John Swarbrooke is widely recognised as having written the textbook on Sustainable Tourism Management. Published in 1998, it was widely used in colleges and universities, informing the thinking of lecturers and students. Others followed, generally multi-authored. John provided a coherent and integrated approach, recognising that a multistakeholder approach was required, led by the public sector. Local government has the responsibility to represent the interests of the whole population, not the particular interests of those engaged in the business of tourism.
Back in 1998, John recognised that sustainable tourism might be an impossible dream and argued that polarising tourism into ‘good’ and ‘bad’, often based on little more than prejudice, was unhelpful. John brought to his academic work experience in a local authority DMO and as a local councillor. He understood that tourism management is inherently political, that the powerful in any particular place will shape the policy to their advantage and that communities are rarely homogenous, rarely do we all want the same thing or even mean the same thing by sustainable, a chameleon word.
Several years later, when I began to research and teach tourism and read John’s Chapter 4, “Towards a New Approach to Sustainable Tourism Management”, I recognised the depth of his understanding, evident in the research agenda he laid out, much of it uncompleted.
Therefore, it was no surprise that John has now written a trenchant 20,000-word critique, and the Responsible Tourism Partnership is delighted to have published it. It is freely available to anyone who wishes to understand why sustainable tourism has failed to deliver. There are exceptions, in alphabetical order, Amsterdam, Barcelona, Kerala and Madhya Pradesh in India. It is no accident that three of these have adopted Responsible Tourism. In 1998 John suggested in his chapter on the future that tourism could be made more sustainable only if the idea of sustainable development was taken more seriously, it hasn’t been, and if there was “a further growth of interest in ethical issues, and socially responsible management generally. (p:359) In Amsterdam, Barcelona, Kerala and Madhya Pradesh, commitment to take responsibility, to take action, has bourne fruit.
In “Why Sustainable Tourism Failed“, John identifies three main flaws in sustainable tourism:
1. Placing too much faith in national governments and supra-governmental organisations
“In reality, and not at all surprisingly, politicians whose decisions tend to be based on short-term thinking and focused on the date of the next election have been reluctant to implement unpopular actions aimed at achieving long-term goals that might cost them votes in the short-term.

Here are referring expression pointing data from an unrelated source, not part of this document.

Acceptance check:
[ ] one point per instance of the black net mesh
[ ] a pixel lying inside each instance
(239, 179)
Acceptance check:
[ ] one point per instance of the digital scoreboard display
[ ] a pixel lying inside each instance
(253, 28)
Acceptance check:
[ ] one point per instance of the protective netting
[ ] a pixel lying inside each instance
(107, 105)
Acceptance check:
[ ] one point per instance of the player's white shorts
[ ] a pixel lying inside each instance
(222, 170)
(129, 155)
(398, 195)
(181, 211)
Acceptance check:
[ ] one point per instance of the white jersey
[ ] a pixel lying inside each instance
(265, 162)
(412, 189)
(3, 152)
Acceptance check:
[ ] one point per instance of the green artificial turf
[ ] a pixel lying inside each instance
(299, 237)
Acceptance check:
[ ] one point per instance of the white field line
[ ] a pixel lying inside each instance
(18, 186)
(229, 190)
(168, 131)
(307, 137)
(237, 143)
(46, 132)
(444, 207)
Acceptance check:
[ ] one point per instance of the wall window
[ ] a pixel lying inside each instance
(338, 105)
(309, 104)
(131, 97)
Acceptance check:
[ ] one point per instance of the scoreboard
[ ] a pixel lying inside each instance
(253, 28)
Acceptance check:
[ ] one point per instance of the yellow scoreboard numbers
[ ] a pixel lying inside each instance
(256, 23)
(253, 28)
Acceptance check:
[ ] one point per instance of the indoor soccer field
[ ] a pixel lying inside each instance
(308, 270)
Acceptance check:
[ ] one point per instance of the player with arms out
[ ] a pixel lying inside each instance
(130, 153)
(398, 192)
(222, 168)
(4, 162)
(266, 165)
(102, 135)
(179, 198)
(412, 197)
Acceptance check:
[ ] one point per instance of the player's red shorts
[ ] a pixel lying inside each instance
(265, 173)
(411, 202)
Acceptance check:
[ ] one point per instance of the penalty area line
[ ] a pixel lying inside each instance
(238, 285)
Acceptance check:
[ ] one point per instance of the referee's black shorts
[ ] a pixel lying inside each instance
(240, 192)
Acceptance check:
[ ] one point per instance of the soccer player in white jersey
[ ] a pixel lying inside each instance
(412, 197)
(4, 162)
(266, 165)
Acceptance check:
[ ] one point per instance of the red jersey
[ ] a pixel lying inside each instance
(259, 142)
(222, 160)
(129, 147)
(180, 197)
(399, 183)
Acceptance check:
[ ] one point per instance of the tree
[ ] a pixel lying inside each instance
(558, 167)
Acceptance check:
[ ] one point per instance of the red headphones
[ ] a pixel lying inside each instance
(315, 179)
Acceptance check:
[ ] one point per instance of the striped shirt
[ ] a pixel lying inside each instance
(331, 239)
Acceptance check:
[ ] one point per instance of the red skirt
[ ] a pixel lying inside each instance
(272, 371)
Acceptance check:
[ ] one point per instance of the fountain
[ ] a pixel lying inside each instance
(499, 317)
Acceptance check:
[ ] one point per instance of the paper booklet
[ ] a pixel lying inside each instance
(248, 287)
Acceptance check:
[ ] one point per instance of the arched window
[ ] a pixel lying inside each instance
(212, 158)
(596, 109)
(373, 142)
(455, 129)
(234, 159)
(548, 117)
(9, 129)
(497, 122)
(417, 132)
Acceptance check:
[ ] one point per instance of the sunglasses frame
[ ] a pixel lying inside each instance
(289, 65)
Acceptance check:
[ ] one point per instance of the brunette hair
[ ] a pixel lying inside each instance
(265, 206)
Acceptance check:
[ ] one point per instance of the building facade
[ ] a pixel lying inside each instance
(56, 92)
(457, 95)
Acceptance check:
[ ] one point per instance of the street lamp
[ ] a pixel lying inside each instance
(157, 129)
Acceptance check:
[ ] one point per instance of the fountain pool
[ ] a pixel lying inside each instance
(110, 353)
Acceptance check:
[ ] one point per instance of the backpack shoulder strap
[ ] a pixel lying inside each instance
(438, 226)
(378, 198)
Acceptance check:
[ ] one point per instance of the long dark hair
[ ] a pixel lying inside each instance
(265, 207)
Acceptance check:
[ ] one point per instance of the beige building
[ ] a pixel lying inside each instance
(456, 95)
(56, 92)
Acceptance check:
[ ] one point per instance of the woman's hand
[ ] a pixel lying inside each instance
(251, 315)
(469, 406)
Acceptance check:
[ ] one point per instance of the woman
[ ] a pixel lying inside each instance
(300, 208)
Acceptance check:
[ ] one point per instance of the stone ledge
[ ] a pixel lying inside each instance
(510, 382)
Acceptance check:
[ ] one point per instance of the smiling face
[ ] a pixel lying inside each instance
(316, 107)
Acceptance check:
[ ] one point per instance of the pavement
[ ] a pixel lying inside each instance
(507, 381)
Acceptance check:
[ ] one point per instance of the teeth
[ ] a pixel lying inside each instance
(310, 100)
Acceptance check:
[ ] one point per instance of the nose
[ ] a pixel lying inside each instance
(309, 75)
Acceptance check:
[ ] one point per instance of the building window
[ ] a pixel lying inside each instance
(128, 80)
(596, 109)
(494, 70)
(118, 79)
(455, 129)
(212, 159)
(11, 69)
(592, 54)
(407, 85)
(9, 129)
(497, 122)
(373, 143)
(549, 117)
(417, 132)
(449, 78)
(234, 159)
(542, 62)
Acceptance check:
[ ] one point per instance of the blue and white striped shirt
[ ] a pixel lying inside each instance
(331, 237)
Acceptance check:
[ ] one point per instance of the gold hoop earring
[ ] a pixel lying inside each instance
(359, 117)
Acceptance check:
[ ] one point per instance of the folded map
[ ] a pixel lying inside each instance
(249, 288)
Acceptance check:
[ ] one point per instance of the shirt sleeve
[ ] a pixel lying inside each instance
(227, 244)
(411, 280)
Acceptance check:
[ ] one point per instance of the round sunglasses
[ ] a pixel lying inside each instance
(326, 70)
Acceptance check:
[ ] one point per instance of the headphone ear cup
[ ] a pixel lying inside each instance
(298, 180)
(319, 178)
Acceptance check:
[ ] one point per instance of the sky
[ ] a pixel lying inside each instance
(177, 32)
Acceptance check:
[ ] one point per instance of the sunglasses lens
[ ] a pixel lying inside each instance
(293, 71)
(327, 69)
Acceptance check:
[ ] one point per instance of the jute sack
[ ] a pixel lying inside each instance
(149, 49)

The other problem with relying … on supra-governmental bodies such as the United Nations and the European Union to implement sustainability is that such organisations work on the principle of the ‘lowest common denominator’. In other words, any policy declaration normally needs to be supported by every member government which means that often documents have to be ‘watered down’ and huge compromises made to get every government on board. That often leads to documents which are vague and lacking in concrete actions or definite timescales which is the opposite of what is required given the climate crisis as well as some of the other urgent challenges we face in the tourism sector.”
2. Seeing sustainable tourism as a technocratic challenge rather than a political issue
“… the failure to recognise that it is an inherently political issue as it is about the distribution of resources and costs and benefits, in which some gain and others lose is most disappointing.”
3. Seeing Sustainable tourism as a destination rather than a journey
“This idea of sustainable tourism as a destination rather than a journey … seems naïve given that the world is constantly changing… The highly influential Brundtland report, ‘Our Common Future’  … “made little or no mention of either climate change or tourism. At that time the threat of climate change was not really recognised or understood while the tourism industry was not thought important enough to be discussed in relation to sustainable development.”